The mathematical logic of restricting losses with stop losses is compelling. In practice if we are using a 20% stop let us assume that the average loss from any stock sold under this strategy is 25% because if the stop is triggered (the share price closes below the stop loss level) it may well be that the price will be lower again the next day when the shares are actually sold. Anyway if the stop strategy is consistently applied you only have to have one stock in your portfolio that increases in value by 25% or more for every stock sold at a loss to, ignoring dividends, preserve your share portfolio capital. Over time successful businesses tend to increase in value by more and sometimes by much more than 25%. If we use green lights investing the ratio of successful investments to unsuccessful investments should be well ahead of one in two. If you can eventually score a ten bagger (a stock that over time increases in value ten times or more) then you only have to have one successful share in every 40 share investments to break even. Even Blind Freddy can do better than that. Ten baggers are of course not common but do exist. Some current examples of ten baggers where the investor has held the stock for long enough are Commonwealth Bank, CSL, Ramsay Health Care and Woolworths.

Looking at it another way if your share strategy is to aim for a portfolio with 15 or 20 stocks and you are prepared to sell on stops when you invest in a new share you are only risking 1.7% (100% divided by 15 divided by 4 or 25%) of your share portfolio capital. With 20 stocks you are only risking 1.25% of capital. If only half of your investment or superannuation portfolio is invested in shares then the capital at risk is halved from these levels. Share investing is all about managing risk. If a share is being bought in instalments (i.e. half now and half if the share price increases 15% and the company is still a green lights investing proposition) then the stop is set 40% below the entry price while only one instalment has been bought because this is still risking only 1.7% (15 stocks) or 1.25% (20 stocks) of your share portfolio capital. Once both instalments have been purchased then the stop is set at 20% below the average entry price.

We can argue the toss over whether 20% or some other level like 10% or 30% should be used. We cannot say 20% is right and the other levels wrong. If however the stop is set too close to your entry price you will find yourself getting stopped out of shares quite often simply because of the usual share price fluctuations. If you set the level too far below your entry price you may as well not have a stop loss strategy. I used to use 10% and found that it at times resulted in shares being unnecessarily sold but now recommend 20% as a better balance between preserving capital and avoiding unnecessary selling. The main objective of using stops is to avoid significant long term losses that offset the returns from successful share investments.

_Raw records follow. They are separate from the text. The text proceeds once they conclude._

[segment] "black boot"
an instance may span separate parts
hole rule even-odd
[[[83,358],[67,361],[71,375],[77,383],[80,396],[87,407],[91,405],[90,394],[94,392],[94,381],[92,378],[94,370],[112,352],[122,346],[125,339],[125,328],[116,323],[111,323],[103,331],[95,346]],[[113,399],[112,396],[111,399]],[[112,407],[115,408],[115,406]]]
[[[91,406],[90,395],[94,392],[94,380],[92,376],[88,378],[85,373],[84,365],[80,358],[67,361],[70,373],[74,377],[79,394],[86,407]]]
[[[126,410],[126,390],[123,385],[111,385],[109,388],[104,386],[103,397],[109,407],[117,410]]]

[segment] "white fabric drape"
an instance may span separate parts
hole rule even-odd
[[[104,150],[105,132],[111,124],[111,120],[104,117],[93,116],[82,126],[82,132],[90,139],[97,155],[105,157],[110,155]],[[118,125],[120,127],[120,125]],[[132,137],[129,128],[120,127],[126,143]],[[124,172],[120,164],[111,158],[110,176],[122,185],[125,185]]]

Selling on stops (or at any other time for that matter) is not necessarily emotionally easy and can be a much harder decision than a buying decision which is focused on the potential for a share even if the risks are acknowledged.  After all with buying it’s a blue sky decision. Selling on a stop means turning a paper loss into a cold hard reality even if the loss is relatively modest. There is always the hope (as opposed to a reasonable expectation) that something will happen to turn things around. And sometimes of course something does happen but frequently it either doesn’t or there is opportunity cost i.e. holding on to a non performing share (with maybe significantly reduced or even no dividends) for a number of years waiting for a recovery while other more attractive investment opportunities are missed. The question should always be do I have the best chance of recovering my loss (realised or unrealized) in this particular share that is no longer performing or in another share where the prospects are brighter.

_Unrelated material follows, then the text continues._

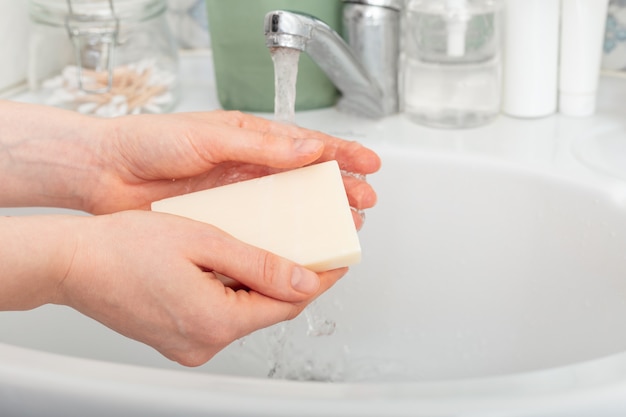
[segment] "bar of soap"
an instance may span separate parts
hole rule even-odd
[[[337,161],[155,201],[152,210],[212,224],[315,272],[361,260]]]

Where it can become difficult is where a stop is triggered and the company appears to be performing as a business. In the Miss Clavel Theory blog we talked about how there is always information about a company that is known and information that is not known. It could be the price fall is because business for the company has started to deteriorate. It can be particularly difficult when there has been a recent update for the company that indicates business is going fine and the share has fallen in price because of general downward moves in the overall market or in the particular sector that the company is in. In this situation (and assuming that apart from the price fall the company continues to appear to be a green lights investing situation) one needs to ask whether selling on an automatic rule like a stop makes sense. It wont in some situations. Although stops should generally only be ignored where a company is being bought in instalments and only the first instalment has been bought. After all only half of the planned investment is at risk.

So occasionally a judgment call can and should be made not to sell on a stop however the more and more experienced I get the more I take the view that there should only be occasional exceptions. In 2008 during the global financial crisis stops were being triggered where the company’s business appeared to be fine and the decision to ignore the stops was made too often. As it eventuated selling on stops in 2008 would have been a magnificent strategy and provided some downside protection to share portfolio values at that time. If selling on a stop proves unnecessary the company can always be repurchased. While this may result in additional brokerage mitigation of losses is likely to more than offset this over time. Clearly capital gains tax is not an issue when selling on stops.

The main thing that can go wrong (and will sooner or later) is that a share is sold and you then experience a technical phenomenon called post divestiture flourish. This is where you sell a stock and the share price takes off and upwards like a scalded cat with the result that selling was unnecessary and you don’t get the opportunity to buy back into the company at a price anywhere near where you sold. Still there is no methodology for share investment that will produce the right result each and every single time.

Where the use of stops can be particularly powerful is that it allows you to invest in shares that have a higher than average risk but also have the potential for higher than average returns. Green lights investing is not about avoiding (but is about managing) risk. If there is a reasonable expectation of higher than average returns then, notwithstanding that there is an increased possibility of the investment not being successful, then it is green lights investing provided the expected return is sufficient to compensate for the risk. If we look at an idealised life cycle for a business (it is never this easy or obvious in practice) it may go as follows. There is an embryonic stage where a company starts a new business. At this stage an investment would be totally speculative. It may then be that the business starts gaining some traction. Sales start increasing and the company approaches breakeven or starts making a profit. It may then start to shape up as a business with significant longer term potential. The chances of things going wrong at this stage are of course still higher than they are for a company which is well established and been in business for many years. The share price has probably increased from when investing in the business was totally speculative. The business becomes further established. If investment is made at this stage the risks are clearly lower than they were before. The price however is likely to be higher (to reflect the increased certainty) which means the return potential is also lower than it was. And if the company continues to successfully develop its business it may go all the way to being a major company. At this stage the risks (and the potential returns) have reduced in comparison to what they were at an earlier stage in the development of the business. Most of the large businesses on the stockmarket were once upon a time smaller businesses.

If an investor is prepared to sell on stops then higher risk higher return stocks can be considered (provided the share appears to be a green lights situation) because the amount of capital risked will still only be 1.7% (15 stock portfolio) or 1.25% (20 stock portfolio) of your share capital notwithstanding the potential for higher returns. It is not totally a free lunch though because if you do invest in higher risk higher reward green lights stocks you can expect to experience a stop loss more frequently than if you do not invest in these types of shares. Share prices for these stocks also tend to be more volatile increasing the risks of post divestiture flourish. Unless an investor is committed to using a stop loss strategy then higher risk higher return shares should be avoided no matter how attractive the risk reward relationship may be. Now every investor is going to have a different attitude and tolerance to losses even if any losses are kept to modest levels. You need to decide for yourself whether or not you want to invest in higher risk higher return green lights stocks and if so, what proportion of your share portfolio.

Well this blog has gone on for long enough so it is now stopped out in order to preserve the writer’s time and your time and patience.